Amazon DynamoDB

DynamoDB is a fully managed NoSQL database with single-digit millisecond latency at any scale. It supports key-value and document data models. No servers to manage, automatic partitioning, and on-demand capacity or provisioned capacity with auto-scaling.

Core Concepts

Data Model

Table
  └── Item (row)
        ├── Attribute (column)
        ├── Partition Key (required, hash)
        └── Sort Key (optional, range)

Primary Key

Partition Key (PK) only:

UserID (PK) → Hash function → Partition

All items with the same PK are stored together.

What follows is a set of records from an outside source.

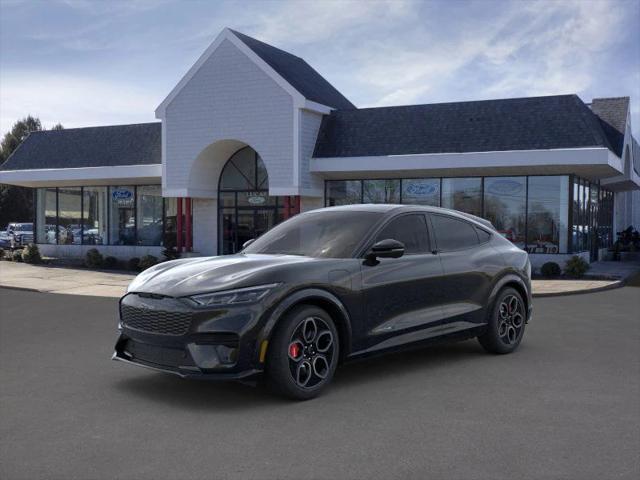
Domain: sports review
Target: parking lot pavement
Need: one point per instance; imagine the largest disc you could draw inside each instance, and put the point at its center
(565, 405)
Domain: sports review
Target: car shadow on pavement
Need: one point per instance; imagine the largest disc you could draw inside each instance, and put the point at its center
(423, 359)
(207, 395)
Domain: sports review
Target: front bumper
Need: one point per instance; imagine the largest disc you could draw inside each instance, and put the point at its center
(171, 335)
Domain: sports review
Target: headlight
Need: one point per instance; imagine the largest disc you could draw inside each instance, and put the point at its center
(233, 297)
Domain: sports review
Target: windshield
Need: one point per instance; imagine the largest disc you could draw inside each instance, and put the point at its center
(323, 234)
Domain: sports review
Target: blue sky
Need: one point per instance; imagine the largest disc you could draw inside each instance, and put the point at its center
(84, 63)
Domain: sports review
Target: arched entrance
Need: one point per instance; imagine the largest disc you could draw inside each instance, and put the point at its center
(245, 208)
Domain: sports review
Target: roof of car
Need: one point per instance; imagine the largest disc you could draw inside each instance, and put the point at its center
(399, 208)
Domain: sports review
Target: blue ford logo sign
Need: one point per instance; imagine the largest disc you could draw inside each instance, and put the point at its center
(505, 187)
(121, 194)
(422, 189)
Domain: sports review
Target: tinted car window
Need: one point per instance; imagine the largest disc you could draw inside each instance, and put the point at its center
(410, 230)
(453, 234)
(320, 234)
(483, 235)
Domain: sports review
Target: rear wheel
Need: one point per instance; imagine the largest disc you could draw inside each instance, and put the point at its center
(506, 323)
(303, 353)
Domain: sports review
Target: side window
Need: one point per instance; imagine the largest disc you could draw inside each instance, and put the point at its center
(410, 230)
(453, 234)
(483, 235)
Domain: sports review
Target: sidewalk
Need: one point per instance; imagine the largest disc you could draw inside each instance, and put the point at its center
(77, 281)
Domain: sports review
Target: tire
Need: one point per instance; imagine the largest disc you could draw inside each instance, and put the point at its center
(506, 324)
(301, 363)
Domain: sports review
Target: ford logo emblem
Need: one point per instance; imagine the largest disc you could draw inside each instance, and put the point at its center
(121, 194)
(256, 200)
(505, 187)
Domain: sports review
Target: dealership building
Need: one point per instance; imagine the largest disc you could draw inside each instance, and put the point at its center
(252, 135)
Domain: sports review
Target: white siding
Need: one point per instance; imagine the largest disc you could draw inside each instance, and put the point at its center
(205, 226)
(309, 127)
(229, 97)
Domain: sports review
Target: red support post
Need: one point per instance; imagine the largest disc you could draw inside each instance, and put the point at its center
(187, 213)
(179, 225)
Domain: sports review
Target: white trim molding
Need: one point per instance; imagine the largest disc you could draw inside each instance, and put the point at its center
(63, 177)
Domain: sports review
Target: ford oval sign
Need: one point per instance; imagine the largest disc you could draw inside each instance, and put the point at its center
(422, 189)
(121, 194)
(256, 200)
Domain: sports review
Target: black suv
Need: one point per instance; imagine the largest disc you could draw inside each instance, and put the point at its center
(327, 286)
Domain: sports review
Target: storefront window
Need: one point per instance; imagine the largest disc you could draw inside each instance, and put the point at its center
(421, 191)
(344, 192)
(70, 216)
(381, 191)
(505, 201)
(149, 215)
(170, 222)
(94, 223)
(464, 194)
(122, 221)
(547, 219)
(46, 215)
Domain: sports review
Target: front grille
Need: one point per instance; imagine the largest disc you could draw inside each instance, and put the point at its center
(155, 321)
(169, 357)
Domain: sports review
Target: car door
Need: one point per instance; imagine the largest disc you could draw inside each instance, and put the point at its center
(402, 294)
(469, 264)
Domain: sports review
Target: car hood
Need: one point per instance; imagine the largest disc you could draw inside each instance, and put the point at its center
(190, 276)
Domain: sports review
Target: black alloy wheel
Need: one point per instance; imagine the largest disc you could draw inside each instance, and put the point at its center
(506, 323)
(303, 354)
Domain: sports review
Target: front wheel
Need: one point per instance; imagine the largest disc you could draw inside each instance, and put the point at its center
(506, 323)
(303, 353)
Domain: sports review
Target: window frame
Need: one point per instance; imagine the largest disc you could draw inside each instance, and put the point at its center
(108, 214)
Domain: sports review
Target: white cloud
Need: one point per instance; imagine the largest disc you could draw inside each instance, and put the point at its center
(72, 100)
(306, 22)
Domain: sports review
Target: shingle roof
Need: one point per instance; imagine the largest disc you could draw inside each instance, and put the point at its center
(88, 147)
(298, 73)
(534, 123)
(613, 116)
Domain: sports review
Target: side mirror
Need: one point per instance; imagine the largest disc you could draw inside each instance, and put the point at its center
(388, 248)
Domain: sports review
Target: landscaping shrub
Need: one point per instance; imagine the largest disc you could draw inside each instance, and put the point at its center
(134, 264)
(31, 254)
(550, 269)
(147, 261)
(576, 266)
(93, 258)
(110, 262)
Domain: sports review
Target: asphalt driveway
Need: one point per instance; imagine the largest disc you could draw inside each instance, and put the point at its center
(566, 405)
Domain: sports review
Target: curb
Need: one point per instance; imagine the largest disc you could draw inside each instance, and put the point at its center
(613, 286)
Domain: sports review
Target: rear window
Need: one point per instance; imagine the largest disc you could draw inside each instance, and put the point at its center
(453, 234)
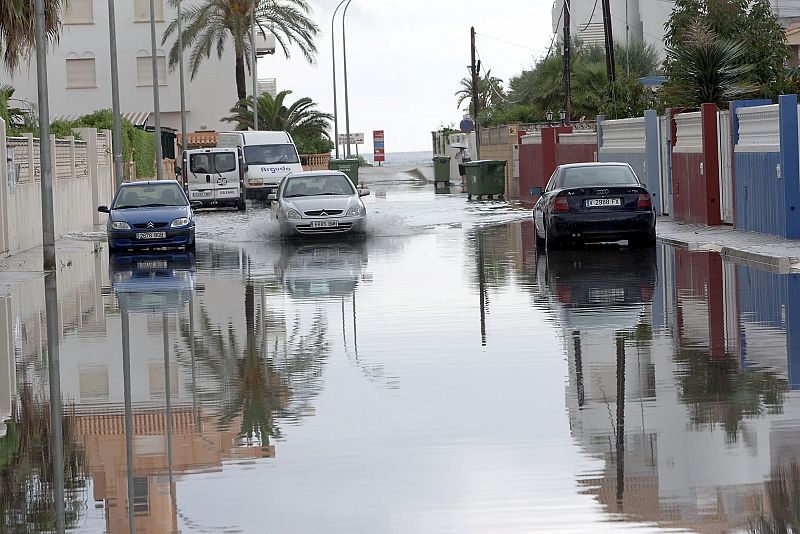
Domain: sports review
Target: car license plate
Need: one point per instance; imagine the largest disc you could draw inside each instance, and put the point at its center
(600, 202)
(151, 235)
(324, 224)
(155, 264)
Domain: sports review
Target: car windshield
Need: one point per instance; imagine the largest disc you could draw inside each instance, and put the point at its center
(212, 163)
(306, 186)
(270, 154)
(149, 195)
(597, 175)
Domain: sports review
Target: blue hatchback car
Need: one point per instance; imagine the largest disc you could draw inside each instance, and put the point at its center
(153, 214)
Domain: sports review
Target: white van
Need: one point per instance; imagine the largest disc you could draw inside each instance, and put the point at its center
(268, 158)
(214, 176)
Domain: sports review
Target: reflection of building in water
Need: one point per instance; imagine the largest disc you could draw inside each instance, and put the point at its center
(699, 434)
(195, 447)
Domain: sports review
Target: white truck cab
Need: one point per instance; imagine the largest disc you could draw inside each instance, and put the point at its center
(214, 176)
(268, 156)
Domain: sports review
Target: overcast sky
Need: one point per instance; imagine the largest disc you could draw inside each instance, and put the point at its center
(406, 57)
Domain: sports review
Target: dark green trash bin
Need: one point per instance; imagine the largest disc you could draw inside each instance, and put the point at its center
(485, 177)
(441, 169)
(347, 166)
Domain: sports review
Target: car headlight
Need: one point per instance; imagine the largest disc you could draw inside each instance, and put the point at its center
(355, 211)
(292, 213)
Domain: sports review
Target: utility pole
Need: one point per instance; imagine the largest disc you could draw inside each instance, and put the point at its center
(344, 64)
(567, 74)
(182, 87)
(333, 60)
(116, 126)
(45, 156)
(156, 104)
(476, 105)
(254, 59)
(611, 70)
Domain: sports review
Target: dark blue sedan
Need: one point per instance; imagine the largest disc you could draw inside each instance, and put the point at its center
(153, 214)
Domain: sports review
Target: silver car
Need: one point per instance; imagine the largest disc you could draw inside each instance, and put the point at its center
(319, 203)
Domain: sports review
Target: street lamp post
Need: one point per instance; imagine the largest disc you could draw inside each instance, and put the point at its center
(180, 74)
(156, 105)
(344, 61)
(116, 126)
(333, 62)
(254, 59)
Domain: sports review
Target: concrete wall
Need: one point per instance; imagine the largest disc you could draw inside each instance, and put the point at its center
(82, 179)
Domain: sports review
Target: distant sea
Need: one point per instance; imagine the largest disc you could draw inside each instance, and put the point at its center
(424, 158)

Partition Key + Sort Key (SK):

UserID (PK) + OrderID (SK) → Partition

Items are sorted within a partition. Allows efficient range queries within a partition.

Example Table: Orders

UserID (PK)OrderID (SK)DateTotalStatus
user123order-0012024-01-1599.99shipped
user123order-0022024-02-20149.99pending
user456order-0012024-01-1029.99delivered

Query: Get all orders for user123:

aws dynamodb query \
  --table-name Orders \
  --key-condition-expression "UserID = :uid" \
  --expression-attribute-values '{":uid": {"S": "user123"}}'

Creating a Table

aws dynamodb create-table \
  --table-name Orders \
  --attribute-definitions '[
    {"AttributeName": "UserID", "AttributeType": "S"},
    {"AttributeName": "OrderID", "AttributeType": "S"}
  ]' \
  --key-schema '[
    {"AttributeName": "UserID", "KeyType": "HASH"},
    {"AttributeName": "OrderID", "KeyType": "RANGE"}
  ]' \
  --billing-mode PAY_PER_REQUEST \
  --table-class STANDARD

With Provisioned Capacity

aws dynamodb create-table \
  --table-name Orders \
  --attribute-definitions '[...]' \
  --key-schema '[...]' \
  --provisioned-throughput '{
    "ReadCapacityUnits": 10,
    "WriteCapacityUnits": 5
  }'

Reading and Writing

PutItem (insert/replace)

aws dynamodb put-item \
  --table-name Orders \
  --item '{
    "UserID": {"S": "user123"},
    "OrderID": {"S": "order-001"},
    "Date": {"S": "2024-01-15"},
    "Total": {"N": "99.99"},
    "Status": {"S": "shipped"}
  }'

GetItem (read by PK + SK)

aws dynamodb get-item \
  --table-name Orders \
  --key '{"UserID": {"S": "user123"}, "OrderID": {"S": "order-001"}}'

Query (range of items by SK within a partition)

aws dynamodb query \
  --table-name Orders \
  --key-condition-expression "UserID = :uid AND OrderID BETWEEN :start AND :end" \
  --expression-attribute-values '{
    ":uid": {"S": "user123"},
    ":start": {"S": "order-001"},
    ":end": {"S": "order-999"}
  }'

Scan (full table, expensive)

aws dynamodb scan \
  --table-name Orders \
  --filter-expression "Status = :status" \
  --expression-attribute-values '{":status": {"S": "shipped"}}'

Warning: Scan reads every item in the table. Use FilterExpression to reduce response size, but you still pay for all the reads. Never scan large tables in production.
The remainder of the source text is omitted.